The media is an echo chamber
I had an interesting experience over the weekend. I went from door to door in some of the less classy parts of Gary, Indiana. It’s entirely possible you have never seen anything like some of the low income apartments I walked through. Think shot-out windows, toddlers wearing only diapers, and people peering mistrustfully from behind partially locked doors. In some of the areas where it was safer to just hang out, there were people who said they would love to vote for my candidate if I brought them a ballot—but there was no way they would walk to the polling station. And why should they? From their perspective, they would vote as sort of a courtesy to me—but most didn’t see their day to day reality changing by anything a politician did. This is one reason Gary traditionally has about a 20% voter turn out.
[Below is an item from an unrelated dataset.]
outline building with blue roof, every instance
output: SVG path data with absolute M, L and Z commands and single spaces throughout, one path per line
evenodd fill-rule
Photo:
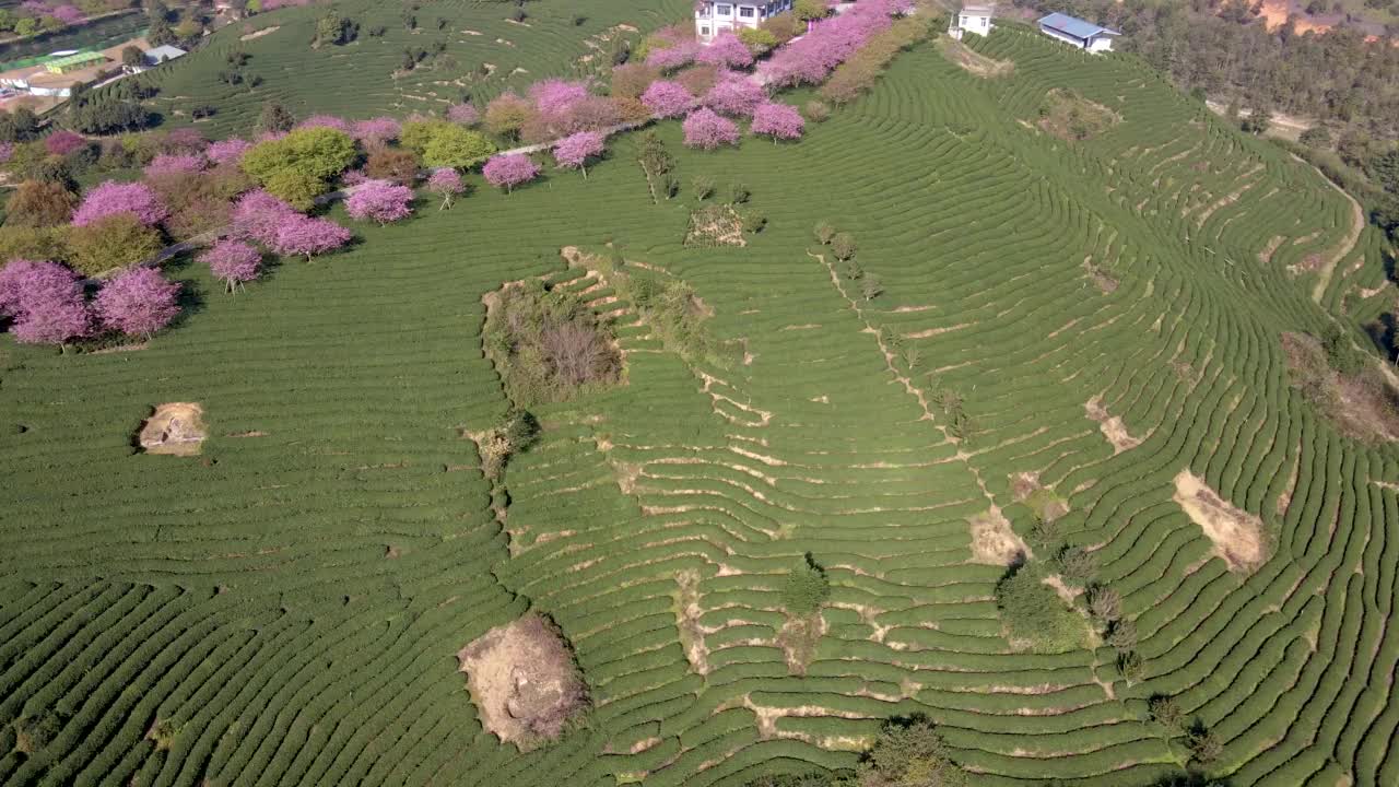
M 1087 52 L 1111 52 L 1112 39 L 1122 35 L 1069 14 L 1049 14 L 1039 20 L 1039 32 Z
The sitting-around population is only a portion of Gary. Other portions of Gary hundreds of volunteers who drove busses to some of the low-income apartments, knocked on all the doors, and took everybody willing to walk to the parking lot to vote.
After an evening of knocking on doors, I went to see Michelle Obama speak. Suddenly the press was there—and there was something that looked a bit out of touch with most of them (excluding the nice guy from the Washington Post). They were all in suits looking impatient. The cameras were set up. The event was a performance. It was an effort to persuade the hundreds of people at the mini-rally to each get another twenty people to go vote on Tuesday. But to much of the press, it was another day watching a scripted speech. It was people in a suit watching a brilliant woman speaking to an anonymous room. The people had vanished. To the press, it was about votes, not voters.
But I didn’t say that the mainstream media was an echo chamber. New media doesn’t get a by—particularly when it’s just disecting and spinning what the mainstream media or other new media reports. There is a lot of the same bits of information repeated, recontextualized, modified, spun, and repeated. The press can report what was said, but often misses who it was said to.
Obsessively reading the news does not mean you know what’s going on in the world.